SKANEATELES — Former TV weatherman Dave Eichorn talked climate change Tuesday at the Skaneateles Lake Watershed Agricultural Program's annual meeting.
His message to the crowd? Climate change is happening, and the Northeast does not have the infrastructure to handle upcoming changes.
"We need to start thinking in the back of our minds now about preparing for rapid, abrupt changes in weather, and what used to be normal just isn't anymore," Eichorn said.
Retired after nearly two decades on NewsChannel 9, the meteorologist is now a meteorology instructor at the SUNY College of Environmental Science and Forestry. He was the final presenter at the program's meeting at the First Presbyterian Church in Skaneateles Tuesday.
Addressing the farming community, he said the Northeast doesn't even seem prepared to handle the weather happening now. There were chuckles throughout the crowd. He referenced heavy rainstorms this past summer, and showed some slides of record-breaking snowfalls in New York state over the last decade.
"I think agriculturally," he said," I think we're going to be in a situation where we're going to have to recognize that what we're going through right now is not just a one- or two-year thing. We need to start making adjustments both in our structure, our hardware, our spreading of manure, everything that we're regulated to do, everything that we want to do."
The reason for the changing weather patterns, Eichorn explained, is due to a warming Arctic. The temperature rise there is changing the speed and direction of jet streams. Considering North America is sandwiched by two oceans, and storm tracks tend to move up the eastern seaboard, Eichorn said the Northeast and the Ohio Valley are getting some of the more extreme weather events.
But while they may appear extreme to residents, the events are what Eichorn calls, "somebody else's weather," getting pushed down into the Northeast region.
While Eichorn acknowledged that the climate has always changed, he said the difference today is the increased rate due to greenhouse gases. The only trend people may rely on now, he said, is the weather's variability.
"It's for real," he said about climate change. "It's really happening. It's quantifiably and measurably happening."

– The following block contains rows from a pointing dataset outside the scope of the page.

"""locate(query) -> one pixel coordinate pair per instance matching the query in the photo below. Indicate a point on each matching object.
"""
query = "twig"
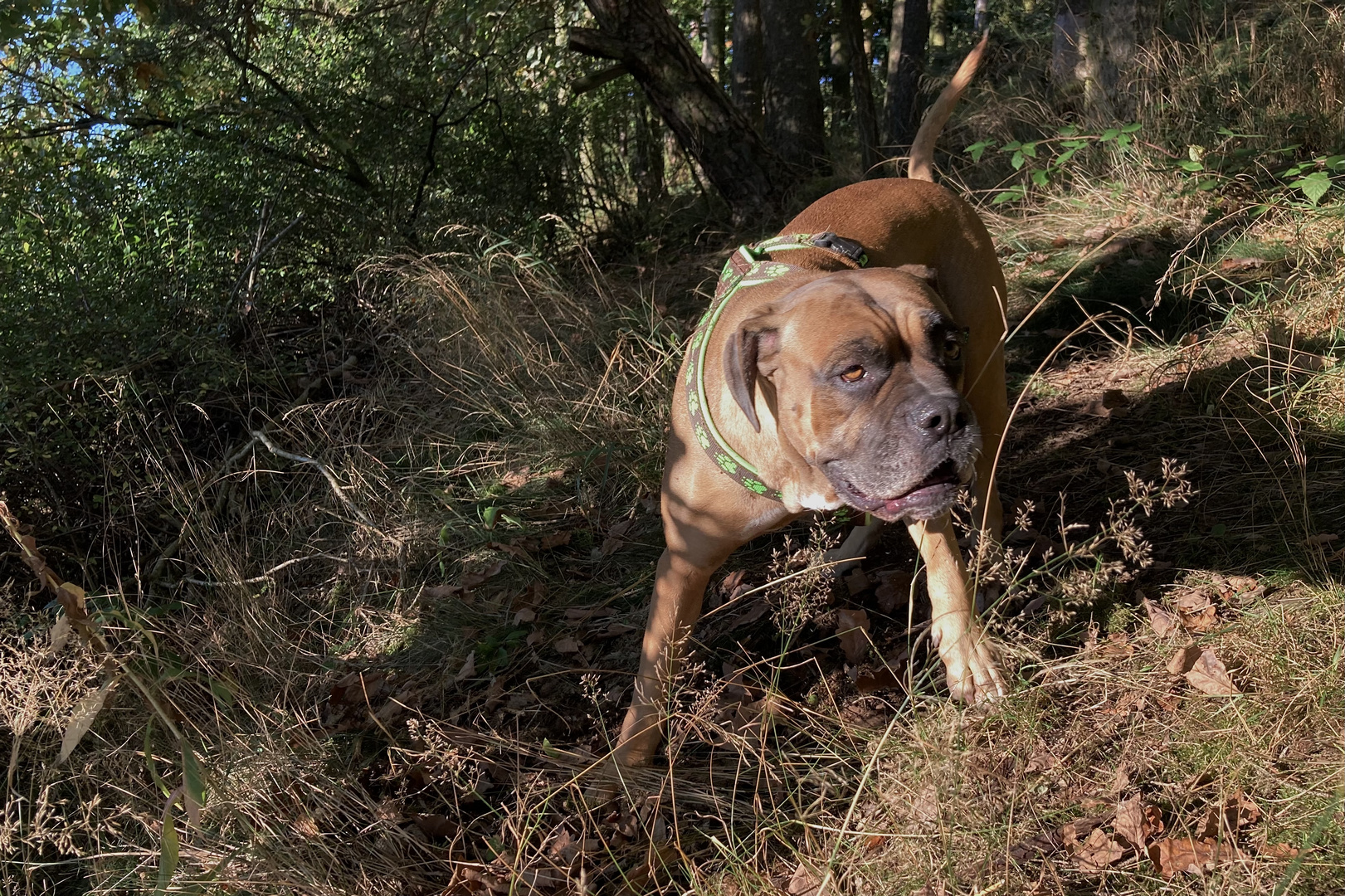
(259, 255)
(331, 480)
(262, 577)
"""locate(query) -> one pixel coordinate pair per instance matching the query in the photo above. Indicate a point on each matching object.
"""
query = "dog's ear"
(743, 352)
(923, 272)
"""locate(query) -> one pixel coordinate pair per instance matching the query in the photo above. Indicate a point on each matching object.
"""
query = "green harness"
(747, 266)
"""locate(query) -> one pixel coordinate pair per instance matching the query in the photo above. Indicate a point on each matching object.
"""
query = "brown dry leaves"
(853, 634)
(1204, 670)
(1137, 833)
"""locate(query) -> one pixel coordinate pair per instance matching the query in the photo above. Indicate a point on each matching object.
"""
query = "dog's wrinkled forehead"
(884, 303)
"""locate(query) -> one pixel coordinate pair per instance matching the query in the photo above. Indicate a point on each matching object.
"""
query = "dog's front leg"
(678, 592)
(966, 653)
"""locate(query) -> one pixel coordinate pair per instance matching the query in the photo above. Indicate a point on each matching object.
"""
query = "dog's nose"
(939, 419)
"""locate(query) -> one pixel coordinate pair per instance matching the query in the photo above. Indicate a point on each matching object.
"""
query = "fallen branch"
(331, 480)
(266, 576)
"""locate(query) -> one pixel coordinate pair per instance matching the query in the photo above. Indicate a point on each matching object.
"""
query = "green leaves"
(977, 149)
(1056, 153)
(1314, 186)
(1317, 182)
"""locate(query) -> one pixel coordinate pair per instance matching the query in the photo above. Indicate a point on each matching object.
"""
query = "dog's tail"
(922, 151)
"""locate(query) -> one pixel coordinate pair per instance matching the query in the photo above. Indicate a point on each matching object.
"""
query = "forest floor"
(404, 677)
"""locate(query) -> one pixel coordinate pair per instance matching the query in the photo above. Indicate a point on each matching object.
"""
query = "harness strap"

After the presentation, Executive Director of the Onondaga County Soil and Water Conservation District Mark Burger said he experienced a lot of bad things this year at work. In his annual review slideshow, Burger highlighted adversities farmers have faced after the heavy summer storms and harmful algal blooms.
"Farmers, I've got to ask you to stick together and support one another," he said. "One of the things I noticed is our industry may have been a little bit slow supporting each other. So when you have a neighbor that's going through a big project and it gets controversial, be there to support them."